Development of an Interpretable QSAR Model for Predicting Acute Oral Toxicity of Organophosphates in Rats Based on GA-MLR Algorithm.

Organophosphates (OPs) are highly hazardous chemicals with broad-spectrum toxicity. Traditional in vivo methods for determining OP toxicity are time-consuming and labor-intensive. In this study, we developed a quantitative structure-activity relationship (QSAR) model to predict acute rat toxicity of OPs using two-dimensional molecular and quantum chemical descriptors, optimized through genetic algorithm-based multiple linear regression (GA-MLR). The optimal model demonstrated robust performance with the following statistical parameters: coefficient of determination (R²) of 0.7451, leave-one-out cross-validation (LOOCV) coefficient (Q²_Loo) of 0.6208, external test set coefficient of determination (R²_ext) of 0.7360. These metrics indicate excellent generalization and predictive capabilities of the model.

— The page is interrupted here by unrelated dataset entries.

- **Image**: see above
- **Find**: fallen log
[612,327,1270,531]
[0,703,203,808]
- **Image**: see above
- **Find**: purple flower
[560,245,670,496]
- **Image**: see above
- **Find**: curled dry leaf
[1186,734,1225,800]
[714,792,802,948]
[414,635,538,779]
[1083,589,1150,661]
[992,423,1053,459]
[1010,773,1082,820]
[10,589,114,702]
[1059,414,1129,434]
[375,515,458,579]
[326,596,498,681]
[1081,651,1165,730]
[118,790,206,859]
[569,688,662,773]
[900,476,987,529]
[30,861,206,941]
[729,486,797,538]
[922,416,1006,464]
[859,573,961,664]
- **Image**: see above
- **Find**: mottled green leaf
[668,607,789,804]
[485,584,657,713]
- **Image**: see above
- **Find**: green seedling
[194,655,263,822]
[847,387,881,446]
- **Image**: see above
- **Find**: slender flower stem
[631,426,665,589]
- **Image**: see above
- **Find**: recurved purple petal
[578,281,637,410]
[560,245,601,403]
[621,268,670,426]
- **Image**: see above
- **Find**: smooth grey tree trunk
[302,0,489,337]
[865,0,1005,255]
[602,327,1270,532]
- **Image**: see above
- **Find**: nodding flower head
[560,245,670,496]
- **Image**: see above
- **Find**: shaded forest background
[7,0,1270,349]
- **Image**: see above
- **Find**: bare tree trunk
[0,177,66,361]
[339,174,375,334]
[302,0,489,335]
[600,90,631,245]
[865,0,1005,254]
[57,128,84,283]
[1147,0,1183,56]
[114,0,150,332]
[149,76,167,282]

Interpretative analysis of the model revealed that NumHDonors and PEOE_VSA were the most significant descriptors influencing OP toxicity. An increase in hydrogen bond donors within OP molecules reduces toxicity, as these donors enhance hydrophilicity, diminishing membrane permeability. Moreover, the PEOE_VSA descriptor characterizes the partial charge properties of OP molecules, reflecting their electrostatic interactions with acetylcholinesterase (AChE) during binding, which influences toxicity. This study presents an optimized modeling strategy designed for small datasets, enabling stable feature selection and accurate assessment of their contributions to toxicity prediction. This research provides a reliable QSAR approach for OP toxicity prediction while offering new insights into toxicity mechanisms.